La Palestine s'impose comme le territoire le plus dangereux pour les journalistes, avec 56 d'entre eux assassinés depuis un an, conséquence des tensions exacerbées dans la région. Cette hausse est notable par rapport à 2024, accentuant un constat établi par la Fédération internationale des journalistes (FIJ), qui parle d'une « alerte rouge mondiale » pour les correspondants de guerre.
« Nous n'avons jamais vu autant de pertes aussi rapidement sur un si petit territoire », a déclaré Anthony Bellanger, secrétaire général de la FIJ, lors d'une récente interview.
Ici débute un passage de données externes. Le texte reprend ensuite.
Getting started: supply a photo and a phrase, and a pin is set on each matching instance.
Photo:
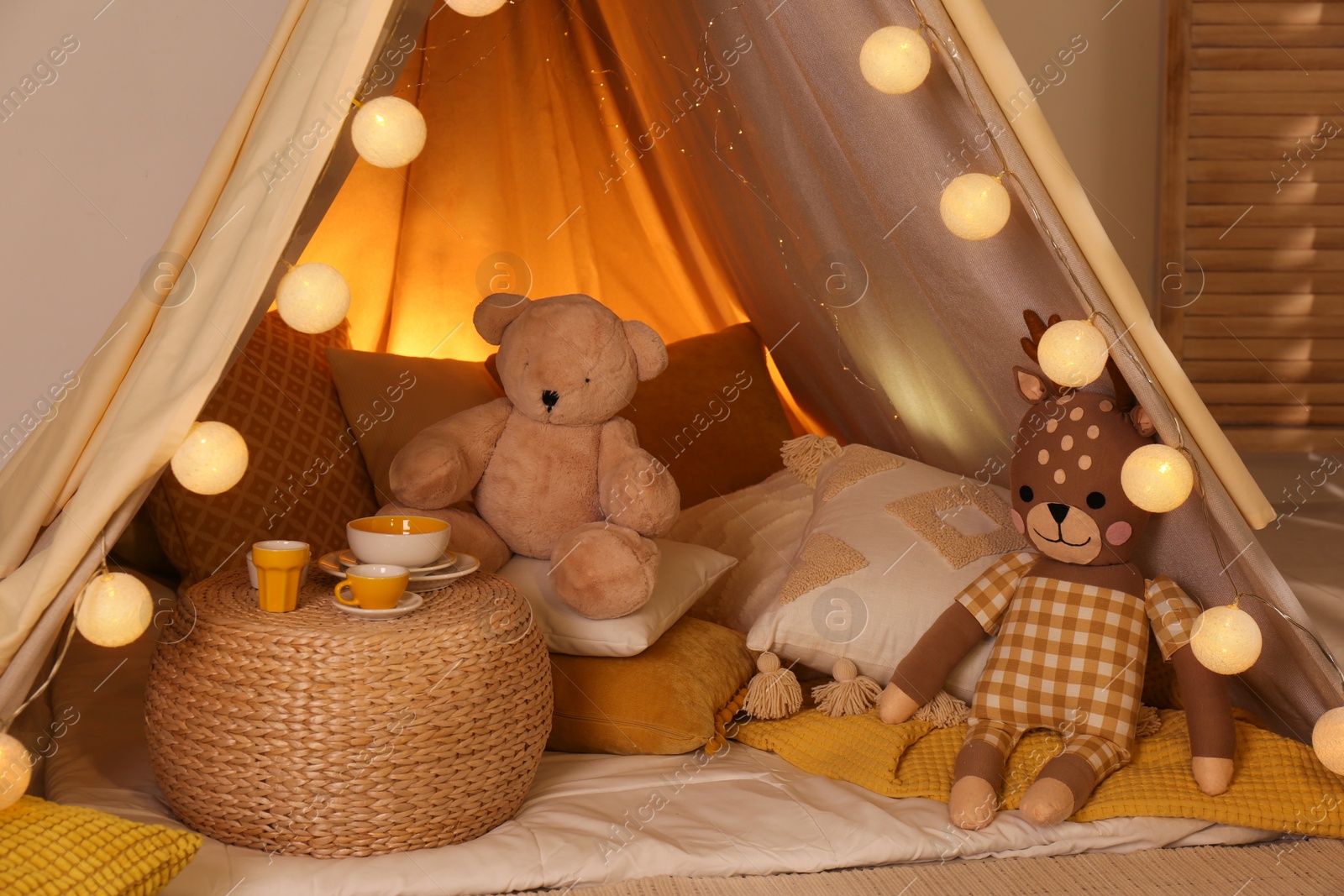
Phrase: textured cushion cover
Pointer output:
(685, 573)
(304, 479)
(864, 584)
(761, 527)
(49, 848)
(1280, 783)
(712, 416)
(660, 701)
(396, 396)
Selon lui, la guerre à Gaza et les attaques ciblées sont directement responsables de ces fatalities, soulignant des cas emblématiques comme celui d'Anas Al-Sharif, journaliste d'Al Jazeera, victime d'une frappe qui a emporté plusieurs de ses collègues.
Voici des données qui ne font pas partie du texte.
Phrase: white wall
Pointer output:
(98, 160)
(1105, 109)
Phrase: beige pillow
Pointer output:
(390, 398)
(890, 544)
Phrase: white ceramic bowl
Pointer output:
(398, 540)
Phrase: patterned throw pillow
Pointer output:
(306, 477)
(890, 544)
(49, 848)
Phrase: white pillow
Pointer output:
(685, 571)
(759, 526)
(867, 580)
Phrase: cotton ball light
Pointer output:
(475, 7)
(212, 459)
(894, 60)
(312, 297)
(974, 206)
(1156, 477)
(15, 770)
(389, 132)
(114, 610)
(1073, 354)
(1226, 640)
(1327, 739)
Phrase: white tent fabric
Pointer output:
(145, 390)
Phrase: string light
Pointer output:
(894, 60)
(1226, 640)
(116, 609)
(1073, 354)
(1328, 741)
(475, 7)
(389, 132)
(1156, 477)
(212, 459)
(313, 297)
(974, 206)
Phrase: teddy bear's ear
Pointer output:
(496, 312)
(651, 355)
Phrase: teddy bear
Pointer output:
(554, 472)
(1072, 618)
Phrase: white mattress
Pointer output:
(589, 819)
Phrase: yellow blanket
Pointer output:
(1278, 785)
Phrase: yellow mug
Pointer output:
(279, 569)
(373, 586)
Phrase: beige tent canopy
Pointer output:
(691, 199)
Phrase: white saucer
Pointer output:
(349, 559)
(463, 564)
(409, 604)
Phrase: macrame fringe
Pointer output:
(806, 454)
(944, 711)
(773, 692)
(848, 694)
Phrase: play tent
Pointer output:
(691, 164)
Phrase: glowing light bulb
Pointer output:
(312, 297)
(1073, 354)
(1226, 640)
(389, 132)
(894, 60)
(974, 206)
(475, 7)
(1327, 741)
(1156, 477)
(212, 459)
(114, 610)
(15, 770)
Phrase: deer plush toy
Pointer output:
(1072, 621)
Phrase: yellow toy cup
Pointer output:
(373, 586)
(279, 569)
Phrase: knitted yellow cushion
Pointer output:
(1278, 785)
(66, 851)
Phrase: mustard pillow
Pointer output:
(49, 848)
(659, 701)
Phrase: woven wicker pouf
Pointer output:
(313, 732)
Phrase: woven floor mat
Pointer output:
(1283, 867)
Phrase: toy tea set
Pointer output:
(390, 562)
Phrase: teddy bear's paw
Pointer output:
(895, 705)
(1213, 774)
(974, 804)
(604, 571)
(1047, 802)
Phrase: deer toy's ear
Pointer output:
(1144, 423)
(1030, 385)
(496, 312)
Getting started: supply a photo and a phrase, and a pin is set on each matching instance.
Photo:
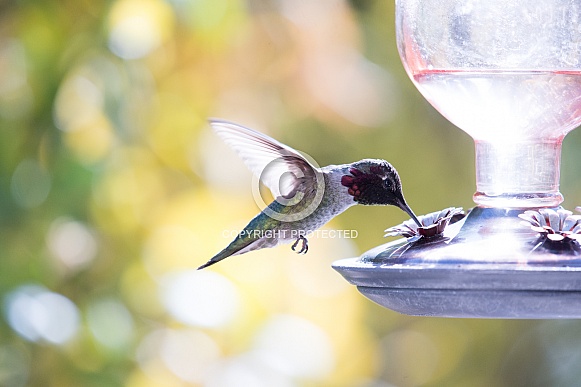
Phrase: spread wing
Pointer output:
(281, 168)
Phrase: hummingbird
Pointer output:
(306, 195)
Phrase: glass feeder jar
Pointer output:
(508, 73)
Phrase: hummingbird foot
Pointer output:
(304, 248)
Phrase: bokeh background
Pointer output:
(113, 189)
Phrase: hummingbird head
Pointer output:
(376, 182)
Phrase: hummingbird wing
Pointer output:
(281, 168)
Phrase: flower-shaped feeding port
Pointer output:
(559, 229)
(433, 225)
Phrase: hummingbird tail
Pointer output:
(209, 263)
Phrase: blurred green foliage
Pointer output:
(113, 189)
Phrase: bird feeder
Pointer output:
(508, 73)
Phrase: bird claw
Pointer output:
(304, 248)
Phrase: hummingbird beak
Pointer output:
(404, 206)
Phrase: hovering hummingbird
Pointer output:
(306, 196)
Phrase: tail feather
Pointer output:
(238, 246)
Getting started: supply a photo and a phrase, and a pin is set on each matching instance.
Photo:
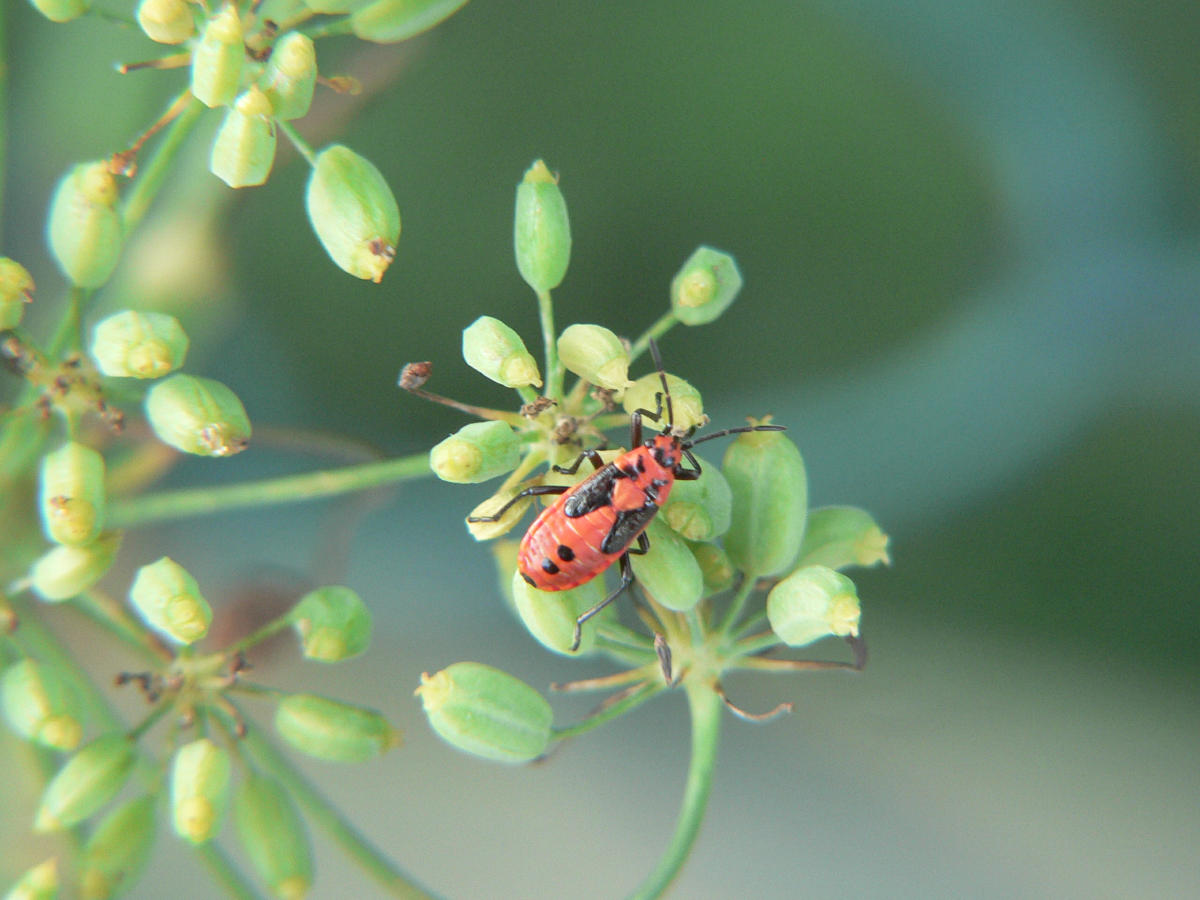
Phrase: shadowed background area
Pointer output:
(969, 233)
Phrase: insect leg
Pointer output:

Alors que le droit international humanitaire protège le travail des journalistes, des voix s'élèvent pour dénoncer la situation précaire à Gaza. António Guterres, Secrétaire général de l'ONU, a affirmé que « les journalistes à Gaza affrontent des risques similaires à ceux de la population qu'ils couvrent », à savoir déplacements, famine et mort. Il a aussi déploré l'interdiction qui frappe l'accès des journalistes internationaux à l'enclave.
La situation s’est encore intensifiée depuis les attaques du Hamas en octobre 2023, qui ont abouti à un blocus total de Gaza, rendant l'accès à l'information presque impossible. Malgré ces défis, de nombreux journalistes locaux poursuivent leur mission, poussés par un sens aigu du devoir. Wael Al-Dahdouh, chef du bureau de Gaza d'Al Jazeera, a évoqué cette responsabilité dans un message vidéo, affirmant que « sans notre témoignage, le monde resterait aveugle face à la souffrance de deux millions de personnes ».
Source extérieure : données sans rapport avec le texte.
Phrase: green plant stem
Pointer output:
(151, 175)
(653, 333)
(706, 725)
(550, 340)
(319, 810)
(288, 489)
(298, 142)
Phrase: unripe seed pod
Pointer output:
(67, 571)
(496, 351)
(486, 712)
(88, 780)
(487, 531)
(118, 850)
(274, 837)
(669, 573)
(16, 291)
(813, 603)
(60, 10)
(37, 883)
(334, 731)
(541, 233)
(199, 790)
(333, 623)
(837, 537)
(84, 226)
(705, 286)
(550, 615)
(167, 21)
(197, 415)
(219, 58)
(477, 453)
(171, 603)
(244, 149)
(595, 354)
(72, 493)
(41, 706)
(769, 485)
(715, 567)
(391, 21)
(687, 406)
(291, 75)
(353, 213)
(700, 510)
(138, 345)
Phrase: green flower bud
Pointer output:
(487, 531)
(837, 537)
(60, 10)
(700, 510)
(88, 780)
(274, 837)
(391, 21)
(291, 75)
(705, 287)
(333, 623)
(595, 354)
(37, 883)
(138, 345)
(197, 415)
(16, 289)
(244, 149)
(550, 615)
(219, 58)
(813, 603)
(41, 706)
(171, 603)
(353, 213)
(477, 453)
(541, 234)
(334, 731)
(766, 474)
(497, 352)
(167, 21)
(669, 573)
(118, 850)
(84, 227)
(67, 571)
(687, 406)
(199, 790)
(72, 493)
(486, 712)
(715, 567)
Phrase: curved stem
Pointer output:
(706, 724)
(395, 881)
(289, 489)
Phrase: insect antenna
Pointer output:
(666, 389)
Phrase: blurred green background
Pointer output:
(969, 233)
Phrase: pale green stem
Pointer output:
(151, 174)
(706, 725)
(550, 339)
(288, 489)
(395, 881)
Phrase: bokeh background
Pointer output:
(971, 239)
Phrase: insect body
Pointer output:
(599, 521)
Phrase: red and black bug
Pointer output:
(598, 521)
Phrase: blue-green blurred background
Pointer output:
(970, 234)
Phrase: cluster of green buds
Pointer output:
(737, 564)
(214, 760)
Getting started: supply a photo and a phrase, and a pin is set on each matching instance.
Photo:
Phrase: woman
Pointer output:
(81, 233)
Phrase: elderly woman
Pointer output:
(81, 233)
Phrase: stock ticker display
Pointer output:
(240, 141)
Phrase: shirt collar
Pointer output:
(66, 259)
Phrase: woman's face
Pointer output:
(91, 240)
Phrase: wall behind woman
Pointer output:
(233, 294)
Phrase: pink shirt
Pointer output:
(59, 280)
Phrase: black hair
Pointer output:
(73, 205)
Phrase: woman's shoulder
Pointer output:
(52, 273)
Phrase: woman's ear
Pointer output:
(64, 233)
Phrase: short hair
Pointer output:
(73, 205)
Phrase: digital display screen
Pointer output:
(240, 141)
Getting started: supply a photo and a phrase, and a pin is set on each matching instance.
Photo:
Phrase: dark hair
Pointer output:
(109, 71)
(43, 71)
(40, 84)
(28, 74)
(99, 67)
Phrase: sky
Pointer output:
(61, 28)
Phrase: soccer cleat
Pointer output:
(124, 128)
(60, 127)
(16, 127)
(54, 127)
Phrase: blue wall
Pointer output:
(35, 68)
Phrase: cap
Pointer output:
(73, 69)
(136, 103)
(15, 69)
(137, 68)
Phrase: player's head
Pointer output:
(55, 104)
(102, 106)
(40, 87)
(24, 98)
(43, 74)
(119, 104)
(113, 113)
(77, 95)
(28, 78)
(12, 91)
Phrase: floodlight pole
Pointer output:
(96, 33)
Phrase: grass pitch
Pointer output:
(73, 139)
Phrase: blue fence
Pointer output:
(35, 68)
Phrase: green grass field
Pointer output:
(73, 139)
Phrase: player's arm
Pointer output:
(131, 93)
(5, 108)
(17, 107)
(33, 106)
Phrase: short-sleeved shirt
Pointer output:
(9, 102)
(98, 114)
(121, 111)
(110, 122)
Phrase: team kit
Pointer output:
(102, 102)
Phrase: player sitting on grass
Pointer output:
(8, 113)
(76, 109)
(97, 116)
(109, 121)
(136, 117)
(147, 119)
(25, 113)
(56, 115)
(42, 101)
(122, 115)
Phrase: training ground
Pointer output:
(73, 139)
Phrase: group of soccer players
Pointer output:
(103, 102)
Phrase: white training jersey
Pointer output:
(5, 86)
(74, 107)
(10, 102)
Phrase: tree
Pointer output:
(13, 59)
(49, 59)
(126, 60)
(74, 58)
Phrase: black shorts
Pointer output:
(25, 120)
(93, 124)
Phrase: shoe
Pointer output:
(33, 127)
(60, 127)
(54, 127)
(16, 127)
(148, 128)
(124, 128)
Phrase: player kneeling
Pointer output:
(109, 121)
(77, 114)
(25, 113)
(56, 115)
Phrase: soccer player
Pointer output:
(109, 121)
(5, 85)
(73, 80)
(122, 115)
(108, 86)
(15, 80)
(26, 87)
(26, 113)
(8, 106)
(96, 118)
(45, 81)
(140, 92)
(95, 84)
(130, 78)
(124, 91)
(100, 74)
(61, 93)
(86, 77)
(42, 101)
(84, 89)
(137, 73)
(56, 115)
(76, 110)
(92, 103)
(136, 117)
La communauté internationale est de plus en plus interpellée, alors que des médias du monde entier ont uni leurs voix pour exiger justice et protection pour ces journalistes. Les appels à agir se multiplient, mais jusqu'à présent, les mesures concrètes pour mettre fin à cette spirale meurtrière se font attendre.
Il est temps que la voix des journalistes, souvent au péril de leur vie, soit entendue et protégée.